In the end, none did, but not be­fore a lot of heavy breath­ing over the sup­posed “ten­sion” and “ac­ri­mony” said to ex­ist be­tween the par­tic­i­pants. For which we will have to take ev­ery­one’s word for it, the of­fi­cials in­side the room and the re­porters with­out, each with their own in­ter­est in pre­tend­ing the emo­tions the lead­ers are paid to pan­tomime are real. We will have to take their word for it, be­cause the meet­ings are held in pri­vate.

A First Min­is­ters Con­fer­ence held in front of the cam­eras would be theatre, but use­ful theatre: as in ques­tion pe­riod, or the tele­vised elec­tion de­bates, there is some­times some­thing to be learned from di­rect pub­lic en­coun­ters be­tween po­lit­i­cal ri­vals, when they are un­der pres­sure and (at least some­what) off script. Re­call Pierre Trudeau’s seem­ingly spon­ta­neous chal­lenge to René Lévesque, at the Novem­ber 1981 First Min­is­ters Con­fer­ence on pa­tri­a­tion, that they set­tle their dif­fer­ences via a na­tion­wide ref­er­en­dum, and Levesque’s in­stant ac­cep­tance: all of it tele­vised.

That was a con­fer­ence with a real agenda, of course, and real stakes. (I dare say there was also some gen­uine emo­tion.) Com­pare that to the ut­ter con­trivance of this week’s in­stal­ment.

The orig­i­nal agenda for the con­fer­ence was meaty enough: the elim­i­na­tion of in­ter­provin­cial trade bar­ri­ers. Of course, if fed­er­al­provin­cial con­fer­ences were likely to achieve this, the eco­nomic union would have been com­pleted long ago. Sooner or later it will dawn on peo­ple that leav­ing in­ter­nal free trade to in­ter­provin­cial ne­go­ti­a­tions is the prob­lem, not the so­lu­tion: the very at­tempt only en­cour­ages the idea that the prov­inces are not part of a larger whole, with an over­ar­ch­ing na­tional in­ter­est to which they are obliged to de­fer, but lit­tle coun­tries whose pop­u­la­tions are as alien to one an­other as those of sovereign states.

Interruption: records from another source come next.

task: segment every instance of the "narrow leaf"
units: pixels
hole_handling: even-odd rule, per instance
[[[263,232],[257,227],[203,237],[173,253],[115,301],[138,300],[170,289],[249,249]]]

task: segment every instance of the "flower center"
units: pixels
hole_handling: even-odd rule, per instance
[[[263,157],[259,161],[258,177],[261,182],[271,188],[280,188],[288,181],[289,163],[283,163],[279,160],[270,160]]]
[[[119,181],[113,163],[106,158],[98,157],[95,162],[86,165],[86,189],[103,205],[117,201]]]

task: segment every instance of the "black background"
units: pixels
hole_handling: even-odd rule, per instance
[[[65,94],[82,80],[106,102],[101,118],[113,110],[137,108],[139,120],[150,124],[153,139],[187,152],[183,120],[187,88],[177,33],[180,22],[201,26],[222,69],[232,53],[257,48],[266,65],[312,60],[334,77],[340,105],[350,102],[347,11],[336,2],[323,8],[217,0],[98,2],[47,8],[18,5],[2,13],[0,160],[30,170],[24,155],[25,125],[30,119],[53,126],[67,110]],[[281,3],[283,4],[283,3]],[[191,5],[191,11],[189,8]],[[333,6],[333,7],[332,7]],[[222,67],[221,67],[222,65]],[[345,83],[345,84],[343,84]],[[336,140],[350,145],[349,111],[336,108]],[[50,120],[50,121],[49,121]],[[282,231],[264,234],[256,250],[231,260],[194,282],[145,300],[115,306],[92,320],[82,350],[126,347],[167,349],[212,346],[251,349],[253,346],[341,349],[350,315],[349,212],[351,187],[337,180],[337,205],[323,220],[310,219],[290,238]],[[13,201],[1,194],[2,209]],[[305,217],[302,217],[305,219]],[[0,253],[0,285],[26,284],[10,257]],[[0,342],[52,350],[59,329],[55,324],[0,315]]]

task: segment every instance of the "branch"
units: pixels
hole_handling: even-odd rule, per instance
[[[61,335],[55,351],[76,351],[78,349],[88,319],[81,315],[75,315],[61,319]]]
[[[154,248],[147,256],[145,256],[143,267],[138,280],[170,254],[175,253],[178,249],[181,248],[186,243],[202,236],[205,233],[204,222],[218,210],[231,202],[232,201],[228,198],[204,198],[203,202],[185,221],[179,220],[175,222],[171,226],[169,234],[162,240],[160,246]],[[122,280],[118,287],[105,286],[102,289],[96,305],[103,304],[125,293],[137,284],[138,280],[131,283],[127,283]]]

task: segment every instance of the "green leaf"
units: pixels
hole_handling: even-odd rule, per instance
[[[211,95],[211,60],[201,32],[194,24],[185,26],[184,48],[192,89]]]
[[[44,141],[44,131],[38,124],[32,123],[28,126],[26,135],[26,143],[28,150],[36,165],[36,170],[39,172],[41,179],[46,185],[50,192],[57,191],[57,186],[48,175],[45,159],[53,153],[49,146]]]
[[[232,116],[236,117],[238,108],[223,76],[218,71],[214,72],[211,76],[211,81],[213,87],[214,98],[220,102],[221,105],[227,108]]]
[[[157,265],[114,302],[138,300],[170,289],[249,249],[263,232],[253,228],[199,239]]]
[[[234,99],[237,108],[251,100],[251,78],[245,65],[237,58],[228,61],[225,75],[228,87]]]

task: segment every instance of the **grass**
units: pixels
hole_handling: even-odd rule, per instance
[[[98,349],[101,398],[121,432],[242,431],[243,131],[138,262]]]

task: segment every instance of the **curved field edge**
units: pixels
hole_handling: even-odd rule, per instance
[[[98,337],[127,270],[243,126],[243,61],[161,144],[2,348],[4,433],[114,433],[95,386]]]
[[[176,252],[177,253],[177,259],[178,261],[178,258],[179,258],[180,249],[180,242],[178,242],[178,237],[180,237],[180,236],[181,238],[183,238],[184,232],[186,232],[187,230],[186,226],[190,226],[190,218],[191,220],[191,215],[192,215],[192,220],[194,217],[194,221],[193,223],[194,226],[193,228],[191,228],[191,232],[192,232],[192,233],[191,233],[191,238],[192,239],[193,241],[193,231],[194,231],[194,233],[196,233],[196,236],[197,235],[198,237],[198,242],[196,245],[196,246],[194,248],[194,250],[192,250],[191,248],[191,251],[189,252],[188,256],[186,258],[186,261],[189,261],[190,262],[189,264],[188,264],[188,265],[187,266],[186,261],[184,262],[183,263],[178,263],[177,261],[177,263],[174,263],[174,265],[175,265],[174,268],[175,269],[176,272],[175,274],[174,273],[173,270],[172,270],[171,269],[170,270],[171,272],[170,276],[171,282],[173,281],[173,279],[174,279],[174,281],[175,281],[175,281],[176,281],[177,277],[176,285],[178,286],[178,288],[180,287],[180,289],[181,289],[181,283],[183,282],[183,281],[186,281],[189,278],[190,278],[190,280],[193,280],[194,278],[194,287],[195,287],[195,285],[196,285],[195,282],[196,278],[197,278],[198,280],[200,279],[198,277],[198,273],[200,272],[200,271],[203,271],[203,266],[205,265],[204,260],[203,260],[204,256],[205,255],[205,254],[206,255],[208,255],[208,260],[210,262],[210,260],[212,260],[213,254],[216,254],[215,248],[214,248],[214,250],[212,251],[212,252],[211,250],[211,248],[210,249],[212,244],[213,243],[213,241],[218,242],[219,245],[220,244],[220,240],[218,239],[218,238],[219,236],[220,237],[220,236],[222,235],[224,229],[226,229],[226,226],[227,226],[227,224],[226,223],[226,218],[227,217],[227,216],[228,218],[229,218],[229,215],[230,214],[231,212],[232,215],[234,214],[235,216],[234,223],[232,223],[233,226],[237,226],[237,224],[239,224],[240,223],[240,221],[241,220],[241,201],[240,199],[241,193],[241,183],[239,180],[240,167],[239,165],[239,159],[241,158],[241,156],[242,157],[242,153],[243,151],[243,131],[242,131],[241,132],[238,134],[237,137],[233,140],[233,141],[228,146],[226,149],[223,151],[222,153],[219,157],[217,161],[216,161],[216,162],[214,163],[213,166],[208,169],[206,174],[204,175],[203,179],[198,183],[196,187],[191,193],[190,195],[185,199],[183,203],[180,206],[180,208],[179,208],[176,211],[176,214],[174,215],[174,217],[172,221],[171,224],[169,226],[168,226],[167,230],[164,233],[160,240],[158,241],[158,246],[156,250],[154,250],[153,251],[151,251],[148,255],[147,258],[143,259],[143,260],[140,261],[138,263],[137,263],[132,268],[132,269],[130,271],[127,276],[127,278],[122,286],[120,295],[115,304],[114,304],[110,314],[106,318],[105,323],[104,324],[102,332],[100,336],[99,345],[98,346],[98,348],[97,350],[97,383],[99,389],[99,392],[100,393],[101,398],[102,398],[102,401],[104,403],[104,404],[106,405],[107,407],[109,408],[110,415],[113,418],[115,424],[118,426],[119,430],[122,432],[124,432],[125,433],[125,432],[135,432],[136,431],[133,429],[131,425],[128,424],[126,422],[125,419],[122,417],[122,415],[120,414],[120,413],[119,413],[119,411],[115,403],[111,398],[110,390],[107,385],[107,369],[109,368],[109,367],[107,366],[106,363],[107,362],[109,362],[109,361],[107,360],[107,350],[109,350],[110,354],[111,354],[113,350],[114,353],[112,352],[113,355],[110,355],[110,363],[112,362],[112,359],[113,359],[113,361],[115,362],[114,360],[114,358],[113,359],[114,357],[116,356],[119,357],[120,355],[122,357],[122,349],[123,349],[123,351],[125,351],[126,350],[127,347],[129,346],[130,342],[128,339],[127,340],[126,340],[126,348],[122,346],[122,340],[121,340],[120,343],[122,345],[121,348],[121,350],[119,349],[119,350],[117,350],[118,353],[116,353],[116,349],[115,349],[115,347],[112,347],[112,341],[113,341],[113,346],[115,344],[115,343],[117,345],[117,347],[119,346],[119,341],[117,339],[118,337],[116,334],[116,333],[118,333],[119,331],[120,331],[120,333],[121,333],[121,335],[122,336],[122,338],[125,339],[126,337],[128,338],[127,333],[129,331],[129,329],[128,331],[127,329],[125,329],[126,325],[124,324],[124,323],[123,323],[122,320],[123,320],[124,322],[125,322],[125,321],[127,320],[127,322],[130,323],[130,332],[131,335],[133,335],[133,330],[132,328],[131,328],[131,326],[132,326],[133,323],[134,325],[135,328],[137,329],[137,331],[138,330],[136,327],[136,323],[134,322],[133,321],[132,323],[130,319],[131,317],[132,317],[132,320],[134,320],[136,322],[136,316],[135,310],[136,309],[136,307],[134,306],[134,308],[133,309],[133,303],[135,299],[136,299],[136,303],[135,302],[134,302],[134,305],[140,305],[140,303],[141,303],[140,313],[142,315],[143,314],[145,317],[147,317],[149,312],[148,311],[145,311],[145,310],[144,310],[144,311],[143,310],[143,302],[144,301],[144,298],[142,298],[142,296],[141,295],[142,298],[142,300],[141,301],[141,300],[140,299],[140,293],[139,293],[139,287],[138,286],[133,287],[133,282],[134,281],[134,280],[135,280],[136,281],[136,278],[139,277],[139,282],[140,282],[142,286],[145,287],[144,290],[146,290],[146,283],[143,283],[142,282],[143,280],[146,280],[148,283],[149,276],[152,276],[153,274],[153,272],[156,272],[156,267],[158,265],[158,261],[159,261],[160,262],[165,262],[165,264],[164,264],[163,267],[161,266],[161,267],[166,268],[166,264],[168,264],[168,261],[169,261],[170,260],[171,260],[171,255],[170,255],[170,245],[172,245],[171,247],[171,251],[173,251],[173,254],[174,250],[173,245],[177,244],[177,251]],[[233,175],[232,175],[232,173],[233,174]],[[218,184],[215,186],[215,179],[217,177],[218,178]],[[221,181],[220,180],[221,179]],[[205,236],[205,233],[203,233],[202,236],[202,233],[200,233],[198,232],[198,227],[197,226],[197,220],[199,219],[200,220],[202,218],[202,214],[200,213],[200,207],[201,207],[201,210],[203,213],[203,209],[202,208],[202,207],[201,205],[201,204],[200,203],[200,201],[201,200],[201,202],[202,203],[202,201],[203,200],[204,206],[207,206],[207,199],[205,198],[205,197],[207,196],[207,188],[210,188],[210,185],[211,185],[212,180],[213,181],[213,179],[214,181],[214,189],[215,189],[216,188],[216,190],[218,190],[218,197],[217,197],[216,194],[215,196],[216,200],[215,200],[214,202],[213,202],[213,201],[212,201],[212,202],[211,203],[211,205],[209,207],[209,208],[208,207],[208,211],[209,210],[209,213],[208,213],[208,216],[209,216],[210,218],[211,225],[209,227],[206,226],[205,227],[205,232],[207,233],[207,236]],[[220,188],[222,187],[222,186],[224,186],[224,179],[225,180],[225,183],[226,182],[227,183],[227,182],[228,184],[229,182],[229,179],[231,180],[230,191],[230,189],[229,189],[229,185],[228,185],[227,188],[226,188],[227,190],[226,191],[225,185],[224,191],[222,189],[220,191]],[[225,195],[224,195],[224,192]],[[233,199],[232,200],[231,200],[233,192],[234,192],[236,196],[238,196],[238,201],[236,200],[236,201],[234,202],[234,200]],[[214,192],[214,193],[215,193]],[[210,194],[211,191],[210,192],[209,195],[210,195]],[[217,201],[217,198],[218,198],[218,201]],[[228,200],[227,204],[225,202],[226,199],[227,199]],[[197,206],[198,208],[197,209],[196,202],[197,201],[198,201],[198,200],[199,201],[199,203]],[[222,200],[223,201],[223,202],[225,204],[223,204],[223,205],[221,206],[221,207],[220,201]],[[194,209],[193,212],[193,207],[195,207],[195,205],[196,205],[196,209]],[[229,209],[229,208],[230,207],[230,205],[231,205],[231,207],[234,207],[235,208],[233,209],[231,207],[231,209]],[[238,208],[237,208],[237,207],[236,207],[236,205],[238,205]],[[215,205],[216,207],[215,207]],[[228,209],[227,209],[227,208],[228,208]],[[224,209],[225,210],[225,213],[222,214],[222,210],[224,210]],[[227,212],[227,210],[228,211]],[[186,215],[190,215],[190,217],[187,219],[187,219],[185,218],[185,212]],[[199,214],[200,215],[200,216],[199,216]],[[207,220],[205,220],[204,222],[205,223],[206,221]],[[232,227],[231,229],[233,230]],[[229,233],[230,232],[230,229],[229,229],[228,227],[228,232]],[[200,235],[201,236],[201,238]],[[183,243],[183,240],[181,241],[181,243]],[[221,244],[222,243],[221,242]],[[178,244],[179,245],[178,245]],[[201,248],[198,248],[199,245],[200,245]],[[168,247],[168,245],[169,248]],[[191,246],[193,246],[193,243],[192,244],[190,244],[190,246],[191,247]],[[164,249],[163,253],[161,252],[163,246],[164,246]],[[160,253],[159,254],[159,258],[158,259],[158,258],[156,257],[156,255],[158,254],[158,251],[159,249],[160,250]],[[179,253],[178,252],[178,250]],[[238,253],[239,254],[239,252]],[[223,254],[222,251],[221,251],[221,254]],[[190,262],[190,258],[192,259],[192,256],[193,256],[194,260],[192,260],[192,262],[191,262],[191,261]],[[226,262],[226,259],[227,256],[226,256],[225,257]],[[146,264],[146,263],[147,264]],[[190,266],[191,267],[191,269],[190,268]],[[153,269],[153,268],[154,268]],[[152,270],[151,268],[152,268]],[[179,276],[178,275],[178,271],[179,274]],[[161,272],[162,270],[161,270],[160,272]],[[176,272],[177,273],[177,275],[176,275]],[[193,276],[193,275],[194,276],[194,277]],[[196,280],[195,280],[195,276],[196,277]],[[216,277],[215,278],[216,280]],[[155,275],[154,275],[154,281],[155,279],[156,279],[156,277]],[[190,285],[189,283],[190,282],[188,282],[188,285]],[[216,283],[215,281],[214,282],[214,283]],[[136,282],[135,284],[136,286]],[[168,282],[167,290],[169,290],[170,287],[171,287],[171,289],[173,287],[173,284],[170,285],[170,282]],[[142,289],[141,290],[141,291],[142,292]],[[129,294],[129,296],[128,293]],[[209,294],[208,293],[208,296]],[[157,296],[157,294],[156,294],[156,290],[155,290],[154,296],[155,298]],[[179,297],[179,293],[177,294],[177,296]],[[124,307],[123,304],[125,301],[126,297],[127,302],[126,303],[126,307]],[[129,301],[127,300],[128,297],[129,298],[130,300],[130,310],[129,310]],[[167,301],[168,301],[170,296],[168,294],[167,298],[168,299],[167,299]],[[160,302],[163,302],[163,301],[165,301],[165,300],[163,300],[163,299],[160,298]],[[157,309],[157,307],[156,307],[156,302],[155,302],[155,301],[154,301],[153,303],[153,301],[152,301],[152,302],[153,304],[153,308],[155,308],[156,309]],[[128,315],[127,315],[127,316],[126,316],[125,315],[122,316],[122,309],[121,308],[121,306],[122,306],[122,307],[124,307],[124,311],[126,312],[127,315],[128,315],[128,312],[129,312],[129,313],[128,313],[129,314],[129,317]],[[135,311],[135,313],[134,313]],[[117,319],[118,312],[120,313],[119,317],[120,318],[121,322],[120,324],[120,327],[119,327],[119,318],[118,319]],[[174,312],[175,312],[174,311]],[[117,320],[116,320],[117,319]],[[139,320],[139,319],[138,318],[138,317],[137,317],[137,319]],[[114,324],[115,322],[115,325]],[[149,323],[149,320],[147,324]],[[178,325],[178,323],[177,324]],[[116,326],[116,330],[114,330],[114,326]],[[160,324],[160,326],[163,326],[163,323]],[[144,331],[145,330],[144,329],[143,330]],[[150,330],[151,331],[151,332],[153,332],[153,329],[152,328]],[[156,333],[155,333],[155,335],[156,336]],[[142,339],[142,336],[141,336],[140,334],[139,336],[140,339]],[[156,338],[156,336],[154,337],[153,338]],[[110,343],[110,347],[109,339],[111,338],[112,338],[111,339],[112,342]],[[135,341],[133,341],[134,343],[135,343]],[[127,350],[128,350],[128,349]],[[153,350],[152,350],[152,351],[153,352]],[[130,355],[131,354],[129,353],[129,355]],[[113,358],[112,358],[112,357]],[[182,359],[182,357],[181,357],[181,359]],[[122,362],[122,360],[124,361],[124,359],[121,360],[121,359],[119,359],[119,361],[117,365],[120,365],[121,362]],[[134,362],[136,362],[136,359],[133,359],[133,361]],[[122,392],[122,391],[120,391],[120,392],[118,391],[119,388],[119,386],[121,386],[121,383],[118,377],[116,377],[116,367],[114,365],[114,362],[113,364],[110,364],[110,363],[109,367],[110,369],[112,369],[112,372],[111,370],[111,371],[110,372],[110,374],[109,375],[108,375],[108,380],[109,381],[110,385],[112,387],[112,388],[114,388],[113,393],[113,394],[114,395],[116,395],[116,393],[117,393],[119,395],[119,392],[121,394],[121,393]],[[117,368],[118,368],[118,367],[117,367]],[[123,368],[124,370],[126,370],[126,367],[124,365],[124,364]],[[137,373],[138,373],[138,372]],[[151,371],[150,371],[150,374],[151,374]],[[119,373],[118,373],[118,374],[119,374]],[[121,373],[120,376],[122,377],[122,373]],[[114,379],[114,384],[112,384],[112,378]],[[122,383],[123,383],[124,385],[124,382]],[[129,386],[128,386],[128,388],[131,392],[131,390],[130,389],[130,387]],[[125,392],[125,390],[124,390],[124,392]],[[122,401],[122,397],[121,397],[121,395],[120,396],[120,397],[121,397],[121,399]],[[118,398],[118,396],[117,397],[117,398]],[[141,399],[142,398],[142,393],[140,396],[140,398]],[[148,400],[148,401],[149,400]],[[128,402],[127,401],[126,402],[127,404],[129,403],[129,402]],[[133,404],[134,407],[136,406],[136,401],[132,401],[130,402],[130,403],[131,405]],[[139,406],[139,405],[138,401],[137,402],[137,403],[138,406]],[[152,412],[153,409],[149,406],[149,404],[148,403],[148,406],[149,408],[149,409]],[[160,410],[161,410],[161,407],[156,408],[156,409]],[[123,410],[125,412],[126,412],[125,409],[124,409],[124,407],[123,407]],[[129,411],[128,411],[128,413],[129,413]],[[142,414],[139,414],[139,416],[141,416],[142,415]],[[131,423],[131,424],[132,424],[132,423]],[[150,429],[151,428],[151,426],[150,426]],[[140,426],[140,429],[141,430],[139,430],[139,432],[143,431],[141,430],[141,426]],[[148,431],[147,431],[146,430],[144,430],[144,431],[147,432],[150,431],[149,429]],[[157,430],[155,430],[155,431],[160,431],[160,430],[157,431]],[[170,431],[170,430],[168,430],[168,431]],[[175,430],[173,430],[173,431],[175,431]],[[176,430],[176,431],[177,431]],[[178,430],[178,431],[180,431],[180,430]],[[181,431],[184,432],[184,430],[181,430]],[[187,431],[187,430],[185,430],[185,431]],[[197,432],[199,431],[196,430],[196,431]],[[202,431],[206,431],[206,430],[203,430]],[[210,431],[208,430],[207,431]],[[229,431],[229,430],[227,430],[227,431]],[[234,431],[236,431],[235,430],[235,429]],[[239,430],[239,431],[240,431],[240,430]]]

Any­way. If the premiers were of a mind to get rid of the trade bar­ri­ers they have so care­fully pre­served un­til now, they could have done so in a day. It would have made for a mem­o­rable meet­ing. But as they had no wish to do any­thing of the kind, they col­lec­tively changed the sub­ject, de­mand­ing any num­ber of other is­sues be put on the agenda — all of them, as it hap­pened, mat­ters of fed­eral ju­ris­dic­tion.

So rather than dis­cuss things over which they have some control, and there­fore some re­spon­si­bil­ity, the premiers de­manded the meet­ing be given over to ha­rangu­ing the feds for their fail­ure to ar­range their own af­fairs in a man­ner the premiers might prefer: pipe­lines, Bill C-69, steel tar­iffs, refugee pol­icy and of course the fed­eral car­bon tax. The like­li­hood that any­thing con­struc­tive would be ac­com­plished on any of these was al­ways near zero.

The premiers are en­ti­tled to their opin­ion, of course, and the Trudeau gov­ern­ment richly de­serves to be crit­i­cized on all those fronts and more. Only the premiers are not elected to scru­ti­nize fed­eral af­fairs: that’s what we elect a Par­lia­ment for. It is to the House of Com­mons the fed­eral gov­ern­ment is ac­count­able, not the premiers.

Away with these preen­fests, then. If there is some ur­gent pub­lic mat­ter re­quir­ing the first min­is­ters to convene, fine. Other­wise, hold them in pub­lic or hold them not at all.